Manisha Cooks
05/24/2026
Garlicky Shrimp Scampi with linguine
Ingredients
* 8 tbsp unsalted butter
* 4 tbsp olive oil
* 1 lb extra large shrimp, peeled and deveined
* 8 garlic cloves minced
* 3/4 tsp salt
* 1/4 tsp black pepper
* 1 tsp red pepper flakes
* 1 cup white wine
* 3 tbsp lemon juice
* 1/4 cup fresh parsley chopped
* 1 lb linguine
Instructions
1. Bring a pot of water to a boil and cook 1 lb of pasta al dente.
2. In a large skillet melt 8 tablespoons of unsalted butter, and 4 tablespoons of olive oil over medium-high heat.
3. Add 8 minced garlic cloves, 3/4 tsp salt, 1/4 black pepper, and 1 tsp red pepper flakes. Stir that all together is until the garlic becomes fragrant (about 1-2 minutes).
4. Bring the heat to high and pour in 1 cup white wine and 3 tablespoons of fresh lemon juice. Let it come to a quick boil (to cook out the wine).
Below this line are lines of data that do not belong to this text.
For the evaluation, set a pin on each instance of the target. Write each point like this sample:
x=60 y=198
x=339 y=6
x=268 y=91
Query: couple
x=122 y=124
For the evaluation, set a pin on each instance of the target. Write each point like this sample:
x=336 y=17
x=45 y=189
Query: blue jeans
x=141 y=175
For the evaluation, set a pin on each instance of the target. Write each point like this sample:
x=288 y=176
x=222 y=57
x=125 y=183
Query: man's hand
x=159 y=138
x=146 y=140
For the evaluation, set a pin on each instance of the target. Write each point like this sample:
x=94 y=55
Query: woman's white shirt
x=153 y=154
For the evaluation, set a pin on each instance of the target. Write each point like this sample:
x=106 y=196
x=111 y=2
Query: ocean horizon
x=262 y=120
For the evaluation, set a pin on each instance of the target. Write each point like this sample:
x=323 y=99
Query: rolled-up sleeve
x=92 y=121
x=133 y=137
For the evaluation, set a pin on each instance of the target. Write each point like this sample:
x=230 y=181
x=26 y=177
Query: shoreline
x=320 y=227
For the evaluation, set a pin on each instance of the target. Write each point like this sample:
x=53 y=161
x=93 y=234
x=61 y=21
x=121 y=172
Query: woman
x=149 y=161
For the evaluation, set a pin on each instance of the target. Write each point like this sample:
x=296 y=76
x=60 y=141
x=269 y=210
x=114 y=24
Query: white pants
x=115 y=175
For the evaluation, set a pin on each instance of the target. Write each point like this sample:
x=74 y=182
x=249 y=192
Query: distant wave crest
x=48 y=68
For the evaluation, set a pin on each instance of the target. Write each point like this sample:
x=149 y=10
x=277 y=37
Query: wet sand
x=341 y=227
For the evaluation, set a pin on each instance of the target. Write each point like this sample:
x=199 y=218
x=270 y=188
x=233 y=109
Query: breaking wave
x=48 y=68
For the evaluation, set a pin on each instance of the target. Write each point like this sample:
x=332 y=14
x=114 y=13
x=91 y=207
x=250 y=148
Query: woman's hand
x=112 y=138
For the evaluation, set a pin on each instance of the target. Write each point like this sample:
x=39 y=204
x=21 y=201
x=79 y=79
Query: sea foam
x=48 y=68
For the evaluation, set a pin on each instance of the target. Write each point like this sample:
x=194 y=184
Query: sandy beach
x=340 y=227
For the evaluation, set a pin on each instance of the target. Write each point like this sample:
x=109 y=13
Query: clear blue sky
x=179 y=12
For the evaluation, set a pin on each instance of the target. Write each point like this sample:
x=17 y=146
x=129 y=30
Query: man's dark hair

5. Add shrimp and cook for 5 minutes.
6. Add in pasta and toss.
7. Lastly, garnish the shrimp scampi with chopped parsley.
05/23/2026
Small Batch Oven Baked Brisket
Ingredients
* 3-4 lbs Beef brisket flat
* 1/2 tsp black pepper
* 1 tsp Kosher salt
* 1.5 tsp paprika
* 1.5 tsp Garlic powder
* 1.5 tsp Onion powder
* 1 tbsp brown sugar
* 1 tsp Liquid smoke
* Yellow mustard for a binder
Directions
1. In a small bowl, whisk together dry ingredients.
2. Spread a layer of yellow mustard on each side of the brisket. Use half the dry mixture on each side. Make sure to rub it in good and get the sides as well.
3. Preheat your oven to 275°. Wrap brisket tightly in foil and place on a cookie sheet with a wire rack fat side up.
4. Bake covered for 5 hours.
5. Remove the foil and increase the oven temperature to 375°
6. Spread bbq sauce liberally on both sides of the brisket and return to oven to cook for another 45 minutes to an hour.
7. When brisket is done transfer to a cutting board and let rest for 30 minutes.
8. Slice brisket against the grain and enjoy!